World Youth Chess Championship 2018

Round 4
[photography by Steph French]

Apart from the usual coaching sessions everybody spent the morning in their own way. I spent part of the morning trying to find a bicycle pump to blow up a football for some of the England team to play with some of the Norwegians. Do you think the Norwegians have some inside information from a world champion? Anyway, if it works for the England boys that played I’ll be recommending it for everyone in the team. Let’s hope nobody breaks a leg, although a little good luck never goes amiss.

This round is no different, with tough games for all our England players for lots of different reasons.

Our second highest rated player, Aditya Munshi was playing Bierre Jonas Buhl who is the highest rated play in the U14 section – an IM, no less. At lunch prior to the game I quipped with Aditya that his opponent had been feeling unwell and that he stood a good chance as a result. Aditya took me at my word initially and we then had a chuckle when he realised I was teasing him. We weren’t laughing 5 minutes later when we got a WhatsApp message from Christelle to avoid the skewered chicken since it was uncooked and noticed three skewers on Aditya’s empty plate. I’m sure he will be fine, but I wonder if their will be any skewers (literal or metaphorical) in Aditya’s game?

Aditya was playing a highly talented and powerful chess player today who has a great record with the White pieces. By his own admission Aditya was not at his best and was ultimately outplayed. He has faced two of the best players in the tournament so far and if he can string some wins together he will be back playing some more. Aditya will be pushing hard tomorrow to find his best chess.

Max French was playing black against his lower-rated Greek opponent. In a highly entertaining game that could have gone either way, a draw was agreed after a complex endgame full of tactical opportunities. Max was seemingly on top, but a slip allowed his opponent back into the game and the mess that ensued was entertaining for the cheering crowds but murder at the chess board for the respective players. The game ended with the point shared.
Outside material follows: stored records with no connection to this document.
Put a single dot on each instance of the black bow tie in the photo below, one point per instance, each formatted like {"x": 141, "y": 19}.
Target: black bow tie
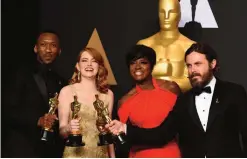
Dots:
{"x": 198, "y": 91}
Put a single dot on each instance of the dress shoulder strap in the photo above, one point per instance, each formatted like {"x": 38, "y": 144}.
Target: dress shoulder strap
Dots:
{"x": 156, "y": 86}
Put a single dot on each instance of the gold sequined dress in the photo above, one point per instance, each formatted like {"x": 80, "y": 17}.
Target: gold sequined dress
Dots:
{"x": 89, "y": 136}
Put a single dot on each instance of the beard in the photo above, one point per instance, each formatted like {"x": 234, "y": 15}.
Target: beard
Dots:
{"x": 205, "y": 79}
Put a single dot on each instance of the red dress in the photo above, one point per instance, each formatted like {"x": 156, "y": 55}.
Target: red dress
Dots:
{"x": 147, "y": 109}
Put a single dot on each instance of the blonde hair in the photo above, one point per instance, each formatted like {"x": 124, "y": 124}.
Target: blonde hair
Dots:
{"x": 101, "y": 77}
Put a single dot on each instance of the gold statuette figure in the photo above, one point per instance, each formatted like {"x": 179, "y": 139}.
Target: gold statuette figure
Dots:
{"x": 170, "y": 46}
{"x": 105, "y": 137}
{"x": 75, "y": 137}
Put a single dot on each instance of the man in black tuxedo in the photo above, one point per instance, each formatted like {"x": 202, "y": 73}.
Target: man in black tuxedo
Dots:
{"x": 210, "y": 119}
{"x": 26, "y": 101}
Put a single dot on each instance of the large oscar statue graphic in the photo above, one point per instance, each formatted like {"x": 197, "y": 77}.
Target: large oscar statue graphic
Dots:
{"x": 75, "y": 137}
{"x": 47, "y": 132}
{"x": 105, "y": 137}
{"x": 170, "y": 46}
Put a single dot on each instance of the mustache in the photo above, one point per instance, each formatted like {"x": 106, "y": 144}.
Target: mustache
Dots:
{"x": 193, "y": 75}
Ilya Misyura was playing white against his lower-rated opponent. He went up a pawn and managed to get his heavy pieces into better positions. Finally, his opponent resigned when losing more material became inevitable. Well done Ilya. I asked Ilya to describe the game. Ilya’s answer was succinct – ‘He lost’- thanks for the detailed analysis Ilya! Ilya is now on 2/4 and going strong

Nadia Jaufarally was white against a 2000 rated Spanish girl. Nadia made a mistake in the opening and a complex middle game continued. Nadia went on to lose her game, but has 7 more games to show her mettle.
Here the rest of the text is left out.